The exploring step means the acquaintance with the data without any preconception if it is possible. The objective of the exploring step is to form hypotheses to establish in connection with the applicable procedures. The main tools are the descriptive statistics and graphical vizualization. A data mining software has is a number graphical tools which exceed the tools of standard statistical softwares. Another objective of the exploring is to identify any existing errors (noise) and to find the places of missing data.

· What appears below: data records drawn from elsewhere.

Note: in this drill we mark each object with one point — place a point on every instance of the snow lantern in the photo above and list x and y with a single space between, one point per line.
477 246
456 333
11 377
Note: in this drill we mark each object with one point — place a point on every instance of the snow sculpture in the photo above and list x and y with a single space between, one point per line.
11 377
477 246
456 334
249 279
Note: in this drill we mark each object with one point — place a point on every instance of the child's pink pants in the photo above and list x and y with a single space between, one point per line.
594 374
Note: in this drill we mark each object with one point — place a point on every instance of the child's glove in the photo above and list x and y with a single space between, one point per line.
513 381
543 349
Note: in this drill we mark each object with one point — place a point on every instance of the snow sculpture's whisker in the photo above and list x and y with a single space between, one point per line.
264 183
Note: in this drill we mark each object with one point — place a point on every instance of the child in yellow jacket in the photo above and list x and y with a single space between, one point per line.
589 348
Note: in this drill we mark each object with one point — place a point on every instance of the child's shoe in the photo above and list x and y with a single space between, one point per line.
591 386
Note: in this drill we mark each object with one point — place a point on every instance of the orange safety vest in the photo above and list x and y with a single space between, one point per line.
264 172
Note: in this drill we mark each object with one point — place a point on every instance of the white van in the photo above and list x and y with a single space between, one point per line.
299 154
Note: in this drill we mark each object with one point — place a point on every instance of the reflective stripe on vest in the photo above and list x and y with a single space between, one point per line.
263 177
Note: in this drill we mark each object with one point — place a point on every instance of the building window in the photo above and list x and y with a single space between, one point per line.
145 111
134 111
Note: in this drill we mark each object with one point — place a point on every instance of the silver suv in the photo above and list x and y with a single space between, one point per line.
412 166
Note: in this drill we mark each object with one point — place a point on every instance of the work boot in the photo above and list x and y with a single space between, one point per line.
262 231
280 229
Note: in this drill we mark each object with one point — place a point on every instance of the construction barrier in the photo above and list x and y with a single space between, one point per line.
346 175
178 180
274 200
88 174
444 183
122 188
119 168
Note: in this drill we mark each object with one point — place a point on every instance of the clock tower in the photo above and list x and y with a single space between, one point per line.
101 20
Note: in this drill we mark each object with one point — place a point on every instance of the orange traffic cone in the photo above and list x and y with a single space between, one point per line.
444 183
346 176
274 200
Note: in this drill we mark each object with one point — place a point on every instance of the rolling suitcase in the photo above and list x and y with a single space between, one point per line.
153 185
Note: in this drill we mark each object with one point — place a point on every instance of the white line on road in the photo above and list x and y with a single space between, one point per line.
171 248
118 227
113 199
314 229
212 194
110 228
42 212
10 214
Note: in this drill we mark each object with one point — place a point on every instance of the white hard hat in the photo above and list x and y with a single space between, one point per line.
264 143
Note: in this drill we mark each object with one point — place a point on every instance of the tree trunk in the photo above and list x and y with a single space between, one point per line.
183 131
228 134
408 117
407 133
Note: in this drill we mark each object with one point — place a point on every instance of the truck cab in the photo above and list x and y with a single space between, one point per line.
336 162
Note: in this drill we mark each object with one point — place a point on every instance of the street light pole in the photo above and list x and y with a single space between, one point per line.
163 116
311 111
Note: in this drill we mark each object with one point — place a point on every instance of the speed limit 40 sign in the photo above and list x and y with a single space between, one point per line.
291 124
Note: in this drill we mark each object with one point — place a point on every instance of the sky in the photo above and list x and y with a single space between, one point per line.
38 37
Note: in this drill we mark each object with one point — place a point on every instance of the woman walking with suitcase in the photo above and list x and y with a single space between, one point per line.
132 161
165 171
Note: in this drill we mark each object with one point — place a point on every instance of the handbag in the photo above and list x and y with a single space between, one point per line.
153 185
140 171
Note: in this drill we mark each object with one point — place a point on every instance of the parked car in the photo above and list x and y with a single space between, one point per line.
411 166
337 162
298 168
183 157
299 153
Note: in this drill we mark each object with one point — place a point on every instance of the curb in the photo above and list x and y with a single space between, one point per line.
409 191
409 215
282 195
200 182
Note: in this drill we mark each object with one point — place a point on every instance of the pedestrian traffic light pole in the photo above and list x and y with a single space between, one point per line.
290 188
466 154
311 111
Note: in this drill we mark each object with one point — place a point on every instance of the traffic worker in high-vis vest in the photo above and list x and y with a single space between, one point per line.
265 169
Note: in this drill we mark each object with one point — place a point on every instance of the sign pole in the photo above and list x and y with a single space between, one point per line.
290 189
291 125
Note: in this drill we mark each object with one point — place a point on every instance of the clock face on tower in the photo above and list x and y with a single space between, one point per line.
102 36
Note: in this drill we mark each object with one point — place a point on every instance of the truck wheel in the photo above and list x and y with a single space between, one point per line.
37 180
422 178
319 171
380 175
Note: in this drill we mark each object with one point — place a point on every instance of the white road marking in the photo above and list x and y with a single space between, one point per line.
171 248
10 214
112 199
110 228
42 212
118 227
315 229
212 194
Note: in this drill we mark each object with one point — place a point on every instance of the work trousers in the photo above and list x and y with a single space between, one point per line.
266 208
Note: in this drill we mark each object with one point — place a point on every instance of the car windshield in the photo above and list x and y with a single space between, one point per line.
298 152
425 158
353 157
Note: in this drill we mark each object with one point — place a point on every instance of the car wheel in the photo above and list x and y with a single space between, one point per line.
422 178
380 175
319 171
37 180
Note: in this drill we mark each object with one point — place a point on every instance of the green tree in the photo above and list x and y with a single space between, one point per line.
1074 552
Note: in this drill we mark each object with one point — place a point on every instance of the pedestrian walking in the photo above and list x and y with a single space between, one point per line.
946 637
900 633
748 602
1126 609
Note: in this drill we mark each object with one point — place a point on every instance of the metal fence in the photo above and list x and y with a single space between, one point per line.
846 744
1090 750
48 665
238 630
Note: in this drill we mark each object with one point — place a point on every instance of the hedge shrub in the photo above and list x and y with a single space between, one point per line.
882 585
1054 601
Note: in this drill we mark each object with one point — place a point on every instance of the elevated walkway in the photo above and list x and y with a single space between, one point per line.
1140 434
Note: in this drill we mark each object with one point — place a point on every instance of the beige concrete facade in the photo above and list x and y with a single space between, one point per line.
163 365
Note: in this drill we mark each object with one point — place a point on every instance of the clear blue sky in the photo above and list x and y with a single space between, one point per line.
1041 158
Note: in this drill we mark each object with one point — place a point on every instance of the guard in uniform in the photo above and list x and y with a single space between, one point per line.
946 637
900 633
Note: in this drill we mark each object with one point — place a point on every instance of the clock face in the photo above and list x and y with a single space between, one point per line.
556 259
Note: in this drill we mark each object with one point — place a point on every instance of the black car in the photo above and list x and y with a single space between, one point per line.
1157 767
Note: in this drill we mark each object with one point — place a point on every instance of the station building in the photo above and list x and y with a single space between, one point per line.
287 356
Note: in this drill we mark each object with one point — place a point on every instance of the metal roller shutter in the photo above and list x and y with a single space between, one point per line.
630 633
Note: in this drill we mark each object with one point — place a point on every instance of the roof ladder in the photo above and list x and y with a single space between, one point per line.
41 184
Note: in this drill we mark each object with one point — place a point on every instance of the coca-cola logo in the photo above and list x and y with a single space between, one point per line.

The purposes of modifying is the preparation of the data for fitting a data mining model. There may be several reasons for this. One of them is that many methods require directly the modification of the data, for example, in case of neural networks the attributes have to be standardized before the training of the network. An other one is that if a method does not require the modification of the data, however a better fitting model is obtained after suitable modification. An example is the normalization of the attributes by suitable transformations before fitting a regression model in order the input attributes wiil be close to the normal distribution. The modification can be carried out at multiple levels: at the level of entire attributes by transforming whole attributes, at the level of the records, e.g., by standardizing some records or at the level of the fields by modifying some data. The modifying step also includes the elimination of noisy and missing data, the so-called imputation as well.

The modeling is the most complex step of the data mining process and it requires the largest knowledge as well. In essence, we solve here, after suitable preparation, the data mining task. The typical data mining tasks can be divided into two groups. The first group is known as supervised data mining and supervised training. In this case, there is an attribute with a special role in the dataset which is called target. The target variable should be indicated in the used data mining software. Our task then is to describe this target variables by using the other variables as well as we can. The second group is known as unsupervised data mining or unsupervised learning. In this case, there is no special attributes in the analyzed dataset, where we want to explore hidden patterns. Within the data mining, 6 task types can be defined, from which the classification and the regression are supervised data mining and the segmentation, association, sequential analysis, and anomaly detection are unsupervised data mining.

The assessing of the results is the last step in the data mining process, which objective is to decide whether truly relevant and useful knowledge is reached by the data mining process. Namely, it often happens that such model is produced by the improper use of the data mining which has weak generalization ability and the model works very poorly on new data. This is the so-called overfitting. In order to avoid the overfitting we should lean on the training, validating, and testing dataset. At this step, we can also compare our fitted models if there are more than one. In the comparison various measurements, e.g., misclassification rate, mean square error, and graphical tools, e.g., lift curve, ROC curve, can be used.

This electronic curriculum aims at providing an introduction to data mining applications, so that it shows these applications in practice through the use of data mining softwares. Problems requiring data mining can be encountered in many fields of life. Some of these are listed below, datasets used in the course material also came from these areas.

How to use this material

The RapidMiner and SAS® Enterprise Miner™ workflows presented in this course material are contained in the file resources/workflows.zip.

Fontos

Data files used in the experiments must be downloaded by the user from the location specified in the text. After importing a workflow file paths must be set to point to the local copies of data files (absolute paths are required).